AUS : Behind The Scene - Part 3
Behind the scene lagi *mringis*.
Sebelumnya sudah bercerita kisah sebelum berangkat. Sekarang mari kita lanjutkan.
Pengalaman waktu itu, semoga saja tak akan pernah terlupakan. It was my first time going to singapore, my first flight, even my first time doing processes in airport, and I did it by myself. Sejak sebelum naik travel ke bandara, saya sudah nervous. Saya khawatir kalau saya ga tahu apa yang harus saya lakukan, kemana saya harus pergi.
Saya sampai di bandara dua jam sebelum waktu check in. Saya santai-santai saja. Ke toilet, ngecas dan keliling-keliling. Sebelum jam 2, saya check in. Saya harus masuk ke gate D4. Saya masih santai saja. Sebenernya ga tahu harus ke mana. Akhirnya nanya2. Sebelum masuk gate, sebelum diperiksa barang2 kan ada tempat duduk tuh, saya dengan santainya duduk di sana, internetan selama sekitar 1,5 jam.
Saat itu, berkali-kali saya melihat di layar, maskapai yang saya gunakan ke singapur harus ke gate D7 tapi di boarding pass saya di D4. saya juga berkali-kali mendengar pengumuman tentang itu. Tapi saya berpikir ah mungkin ada dua jenis penerbangan yang ke singapur dalam waktu yang sama. Datanglah saya ke D4. Sepi banget. Panik deh. Udah kurang dari 30 menit sebelum keberangkatan. Saya menyesal, kenapa ga dari tadi aja masuknya. Dari petugas, saya tahu kalau ternyata pengumuman yang berkali-kali saya temui itu benar penerbangan saya. Untung belum terlambat.

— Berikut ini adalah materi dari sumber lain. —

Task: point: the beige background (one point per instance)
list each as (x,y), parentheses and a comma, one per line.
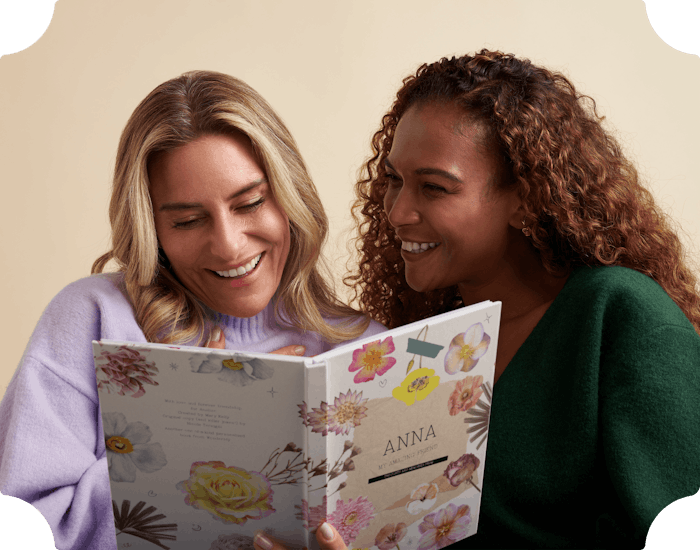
(330,68)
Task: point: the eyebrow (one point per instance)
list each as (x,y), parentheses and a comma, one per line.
(428,172)
(176,206)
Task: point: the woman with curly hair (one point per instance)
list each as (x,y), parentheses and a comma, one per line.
(492,178)
(216,233)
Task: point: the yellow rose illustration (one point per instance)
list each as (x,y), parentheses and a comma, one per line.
(230,494)
(416,386)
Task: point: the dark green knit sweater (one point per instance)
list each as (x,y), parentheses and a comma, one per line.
(595,423)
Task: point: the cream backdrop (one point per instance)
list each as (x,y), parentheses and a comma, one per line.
(330,68)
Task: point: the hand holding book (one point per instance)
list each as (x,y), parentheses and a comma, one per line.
(327,536)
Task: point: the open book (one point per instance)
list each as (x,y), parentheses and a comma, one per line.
(385,438)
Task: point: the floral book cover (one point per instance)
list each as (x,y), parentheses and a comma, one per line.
(385,438)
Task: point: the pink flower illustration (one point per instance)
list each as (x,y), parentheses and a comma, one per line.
(372,360)
(313,517)
(466,394)
(462,469)
(444,527)
(390,536)
(466,349)
(349,519)
(125,372)
(346,412)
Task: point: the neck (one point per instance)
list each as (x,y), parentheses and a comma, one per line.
(520,282)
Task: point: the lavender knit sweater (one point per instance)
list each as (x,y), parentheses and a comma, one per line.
(52,453)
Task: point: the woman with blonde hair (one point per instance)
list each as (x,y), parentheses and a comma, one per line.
(493,178)
(216,235)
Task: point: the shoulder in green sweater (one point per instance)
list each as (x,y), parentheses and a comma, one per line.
(595,423)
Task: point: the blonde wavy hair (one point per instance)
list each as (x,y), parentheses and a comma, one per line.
(582,199)
(176,113)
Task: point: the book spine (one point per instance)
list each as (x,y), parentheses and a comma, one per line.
(315,441)
(307,453)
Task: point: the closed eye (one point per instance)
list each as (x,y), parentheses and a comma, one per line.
(434,189)
(187,224)
(251,207)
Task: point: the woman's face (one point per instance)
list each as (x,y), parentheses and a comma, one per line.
(219,224)
(454,225)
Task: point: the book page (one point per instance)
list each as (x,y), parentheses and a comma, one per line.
(204,446)
(407,418)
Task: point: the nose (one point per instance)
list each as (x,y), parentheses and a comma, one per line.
(401,206)
(227,238)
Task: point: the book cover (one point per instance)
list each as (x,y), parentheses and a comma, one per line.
(384,437)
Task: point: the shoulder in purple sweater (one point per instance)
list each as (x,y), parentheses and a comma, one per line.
(51,452)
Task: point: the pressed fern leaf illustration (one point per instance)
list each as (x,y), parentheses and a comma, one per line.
(478,417)
(140,522)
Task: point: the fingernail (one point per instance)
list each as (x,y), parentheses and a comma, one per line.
(262,541)
(327,531)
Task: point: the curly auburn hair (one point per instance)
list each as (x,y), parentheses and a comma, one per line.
(582,199)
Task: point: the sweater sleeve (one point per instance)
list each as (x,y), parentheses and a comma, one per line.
(650,426)
(52,454)
(48,457)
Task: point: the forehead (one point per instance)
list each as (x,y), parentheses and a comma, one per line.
(209,161)
(440,134)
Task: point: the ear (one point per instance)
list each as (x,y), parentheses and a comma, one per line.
(518,212)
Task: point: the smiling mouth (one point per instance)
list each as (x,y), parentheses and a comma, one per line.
(417,248)
(241,271)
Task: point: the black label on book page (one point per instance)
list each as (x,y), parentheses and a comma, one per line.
(409,469)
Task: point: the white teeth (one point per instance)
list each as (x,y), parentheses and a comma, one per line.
(238,271)
(417,247)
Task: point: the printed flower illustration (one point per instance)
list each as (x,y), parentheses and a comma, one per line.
(466,349)
(478,417)
(371,360)
(128,448)
(303,414)
(465,395)
(462,469)
(230,494)
(349,519)
(313,517)
(346,412)
(390,536)
(422,498)
(234,541)
(444,527)
(416,386)
(125,372)
(141,522)
(239,370)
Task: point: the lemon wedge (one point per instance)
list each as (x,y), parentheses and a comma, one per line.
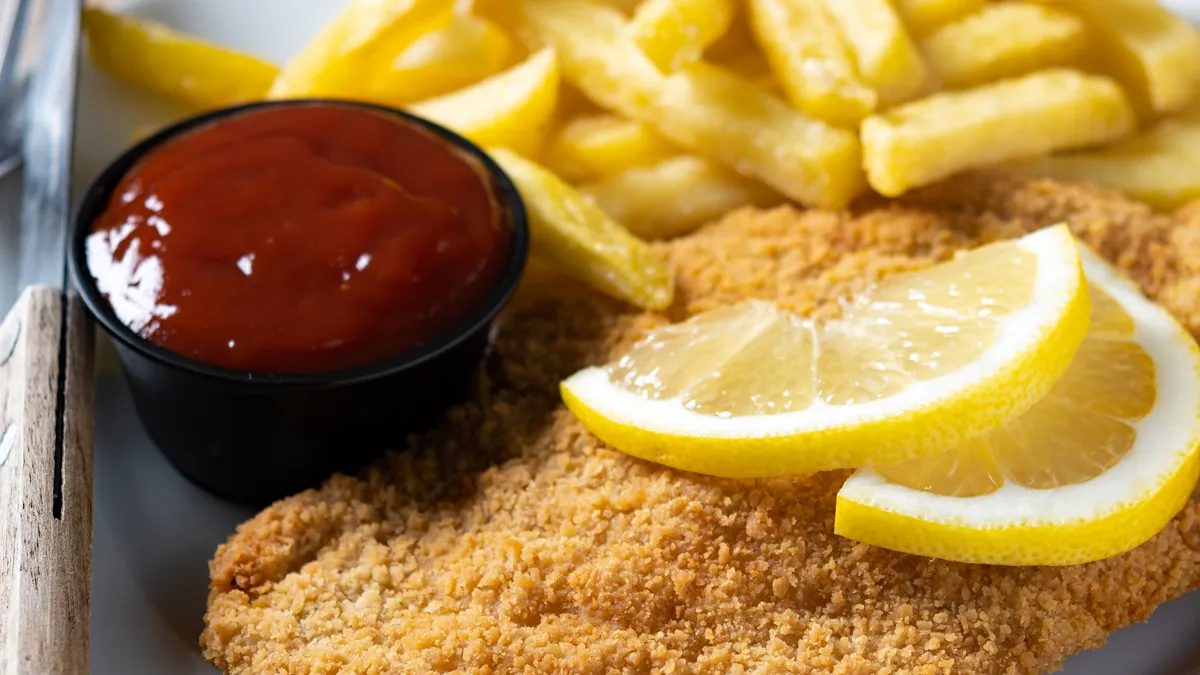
(915,366)
(1093,470)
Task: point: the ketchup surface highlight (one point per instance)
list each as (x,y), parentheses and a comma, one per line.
(299,239)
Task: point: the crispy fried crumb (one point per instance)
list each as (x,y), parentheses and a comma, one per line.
(510,541)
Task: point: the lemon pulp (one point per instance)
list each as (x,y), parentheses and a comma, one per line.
(1084,426)
(756,359)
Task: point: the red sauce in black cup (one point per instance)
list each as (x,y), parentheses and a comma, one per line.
(294,287)
(299,239)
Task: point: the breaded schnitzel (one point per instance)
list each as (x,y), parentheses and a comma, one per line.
(511,541)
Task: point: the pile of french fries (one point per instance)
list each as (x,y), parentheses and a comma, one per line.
(664,114)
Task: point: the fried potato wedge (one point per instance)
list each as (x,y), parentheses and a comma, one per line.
(1005,40)
(155,58)
(933,138)
(811,60)
(351,55)
(924,16)
(598,145)
(509,109)
(885,52)
(676,33)
(1151,51)
(1159,167)
(466,51)
(719,115)
(575,237)
(676,196)
(597,53)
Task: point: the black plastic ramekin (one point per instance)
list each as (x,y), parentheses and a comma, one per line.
(257,437)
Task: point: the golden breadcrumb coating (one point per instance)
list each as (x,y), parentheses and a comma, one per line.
(511,541)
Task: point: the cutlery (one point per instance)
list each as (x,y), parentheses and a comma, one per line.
(46,383)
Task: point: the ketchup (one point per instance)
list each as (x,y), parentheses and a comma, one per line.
(299,239)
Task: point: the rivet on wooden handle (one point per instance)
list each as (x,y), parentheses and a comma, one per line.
(46,442)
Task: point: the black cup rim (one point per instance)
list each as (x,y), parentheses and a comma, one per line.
(96,199)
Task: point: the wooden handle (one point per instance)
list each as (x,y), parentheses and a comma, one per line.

It was my first flight. I am excited sekaligus nervous. Sayang sekali saya tidak mendapatkan tempat duduk tepat di samping jendela. Padahal pengen banget bisa lihat awan dari dekat. Mungkin hanya sugesti saya, saya merasa selama di atas, tangan kiri saya pegel dan lemes. Mungkin efek kondisi tubuh saya yang kalau saya lihat dari gejalanya selama ini, saya mungkin punya darah rendah.
Sore itu cerah, jadi tidak ada goncangan yang berarti. Tidak seperti saat pulang yang kebetulan cuacanya kurang bagus, berkali-kali pesawatnya bergoyang -- dan saya mbatin, oh ternyata naik pesawat rasanya bisa kayak naik truk di jalan berbatu to.
Sampai di Changi Airport, saya bingung harus kemana. Hanya mengikuti tulisan arrival. Pas saya bingung, ada mbak-mbak yang dari Indonesia bilang "mau kemana? lewat sini." Alhamdulillah, dipertemukan dengan orang baik,
Sampailah saya di antrian yang ngecek passport. Tiba giliran saya. Petugasnya judes banget. Dia nanya,
"are you a tourist?"
"yes"
"you have to fill the form there," sambil nunjuk ke suatu arah.
"Okay, thank you."
Saya balik arah. mengisi form. Saking nerveousnya kali ya. Saya salah melulu. Baru di form ketiga saya bener ngisinya. Di situlah saya ketemu sama mas-mas cukup cakep. Ga tau namanya, belum kenalan. Dia di Changi menunggu penerbangan selanjutnya ke Qatar, eh kemana ya? lupa euy. Pokoknya dia mau ke Jerman. Dia cuma mau ngambil barang dari bagasi, tapi harus melewati pengecekan paspor itu jadi harus ngisi form itu.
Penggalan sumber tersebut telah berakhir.